With a topic as charged as class, before any productive conversations can take place, all students—regardless of background—must be honest and open with themselves about their own class standing.
Earlier this year, during the first-year Orientation events, students were asked to stand up in response to statements with which they identified. “Stand up if you’re lower class.” A few students stood. “Stand up if you’re middle class.” Many students rose. “Stand up if you’re upper class.” At this point, only a few students stood up.
This exercise reflects a broader misunderstanding of our class identities. The data from the aforementioned study clearly display a different reality than this self-selecting portrait. We understand the inclination to identify as middle class—all of us have done it. That being said, know what it means to be middle class. It is imperative to recognize the reality of one’s actual socioeconomic class.
If you are unaware how much money your family makes, call your parents and ask them how much they made last year. Figure out where this places you on the national economic spectrum, as well as Bowdoin’s own spectrum.
We must constantly acknowledge that Bowdoin has many very wealthy students. Fifty four percent of students pay $63,500 per year to attend this school.

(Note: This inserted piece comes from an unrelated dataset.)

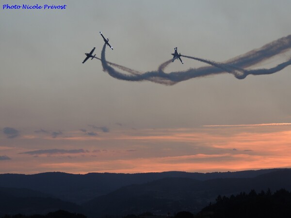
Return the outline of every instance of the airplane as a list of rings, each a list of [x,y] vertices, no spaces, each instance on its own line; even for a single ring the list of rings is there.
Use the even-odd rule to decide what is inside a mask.
[[[113,48],[110,45],[110,44],[108,43],[108,41],[109,41],[109,40],[107,38],[105,38],[105,37],[104,37],[103,36],[103,35],[102,35],[102,32],[100,32],[100,34],[101,34],[101,36],[103,37],[103,40],[104,40],[104,42],[107,45],[107,46],[108,46],[109,47],[110,47],[110,48],[111,48],[112,50],[113,50]]]
[[[174,56],[173,57],[173,61],[172,61],[172,62],[174,62],[174,61],[176,59],[178,59],[178,58],[180,61],[182,62],[182,63],[184,63],[182,61],[181,58],[180,58],[180,57],[181,57],[181,53],[179,53],[179,54],[178,54],[178,52],[177,51],[177,47],[174,47],[174,49],[175,49],[175,53],[172,54],[172,55]]]
[[[83,62],[82,62],[82,63],[84,63],[86,62],[86,61],[87,61],[90,58],[92,58],[91,59],[91,60],[92,60],[93,58],[94,58],[95,57],[95,55],[96,55],[96,54],[95,54],[94,56],[92,55],[92,54],[94,52],[95,49],[95,47],[94,47],[94,48],[92,49],[92,51],[91,51],[91,52],[90,53],[85,53],[85,54],[87,56],[87,57],[86,57],[86,58],[85,59],[84,61]]]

That is more than the median household income in the United States. At Bowdoin, the median household income is $195,900 annually, which means that half of the student body is in the top six percent nationally, according to 2014 census data. This can come to feel normal, but we have to remind ourselves it is not. It is immediately obvious that most of Bowdoin’s population is not middle class.
If everyone tries to identify as such, they excuse themselves from participating in a conversation in which they have to acknowledge their wealth. A situation in which the only people talking about class are those whose financial realities inhibit them from maintaining the middle-class illusion is unhealthy. Misconceptions of class at Bowdoin exacerbate class inequality on campus and are equally harmful to every student.
Just as with issues of race and other social hierarchies, productive conversation and change need to stem from those with privilege and power. Talking about class is uncomfortable no matter who you are, but if you are on the wealthier end of the spectrum, it is your turn to understand your financial reality and how it affects those around you.
This editorial represents the majority view of the Bowdoin Orient’s editorial board, which is comprised of Julian Andrews, Harry DiPrinzio, Dakota Griffin, Jenny Ibsen, Meg Robbins and Joe Seibert.